Antiferromagnetic spin Seebeck effect across the spin-flop transition: A stochastic Ginzburg-Landau simulation

TL;DR

This study uses stochastic Ginzburg-Landau simulations to analyze how the antiferromagnetic spin Seebeck effect behaves across the spin-flop transition, revealing that sign reversal depends on interfacial coupling and spin dephasing.

Contribution

It demonstrates that the sign reversal of the spin Seebeck effect is controlled by microscopic interfacial exchange coupling and spin dephasing, not a universal property.

Findings

Sign reversal occurs when coupling to the staggered magnetization dominates.

No sign reversal when coupling to the net magnetization dominates.

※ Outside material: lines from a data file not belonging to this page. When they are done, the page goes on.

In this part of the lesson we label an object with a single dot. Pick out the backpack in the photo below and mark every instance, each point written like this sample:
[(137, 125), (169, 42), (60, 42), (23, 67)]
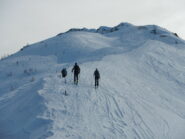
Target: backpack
[(64, 72)]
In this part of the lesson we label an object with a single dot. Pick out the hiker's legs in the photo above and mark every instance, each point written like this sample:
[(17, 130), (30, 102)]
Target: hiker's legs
[(96, 82)]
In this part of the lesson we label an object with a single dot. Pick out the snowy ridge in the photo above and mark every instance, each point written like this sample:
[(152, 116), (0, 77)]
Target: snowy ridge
[(141, 93)]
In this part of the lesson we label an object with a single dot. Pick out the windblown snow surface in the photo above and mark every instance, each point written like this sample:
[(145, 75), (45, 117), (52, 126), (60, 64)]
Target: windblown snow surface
[(141, 93)]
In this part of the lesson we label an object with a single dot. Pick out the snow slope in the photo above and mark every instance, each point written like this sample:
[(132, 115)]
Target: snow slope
[(141, 93)]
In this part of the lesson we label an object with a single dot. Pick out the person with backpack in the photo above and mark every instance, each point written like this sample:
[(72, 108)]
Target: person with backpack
[(97, 77), (64, 73), (76, 71)]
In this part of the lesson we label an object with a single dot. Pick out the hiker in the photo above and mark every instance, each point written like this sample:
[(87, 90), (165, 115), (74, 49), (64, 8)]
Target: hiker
[(64, 73), (76, 70), (97, 77)]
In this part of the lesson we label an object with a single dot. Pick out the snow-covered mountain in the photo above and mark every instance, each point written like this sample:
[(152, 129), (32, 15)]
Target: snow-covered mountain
[(141, 93)]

Sign reversal is influenced by spin dephasing in the metal layer.

Abstract

We investigate the antiferromagnetic spin Seebeck effect across the spin-flop transition in a numerical simulation based on the time-dependent Ginzburg-Landau equation for a bilayer of a uniaxial insulating antiferromagnet and an adjacent metal. By directly simulating the rate of change of the conduction-electron spin density ${\bf s}$ in the adjacent metal layer, we demonstrate that a sign reversal of the antiferromagnetic spin Seebeck effect across the spin-flop transition occurs when the interfacial coupling of ${\bf s}$ to the staggered magnetization ${\bf n}$ of the antiferromagnet dominates, whereas no sign reversal appears when the interfacial coupling of ${\bf s}$ to the magnetization ${\bf m}$ dominates. Moreover, we show that the sign reversal is influenced by the degree of spin dephasing in the metal layer. Our result indicates that the sign reversal is not a generic property of a simple uniaxial antiferromagnet, but controlled by microscopic details of the exchange coupling at the interface and the spin dephasing in the metal layer.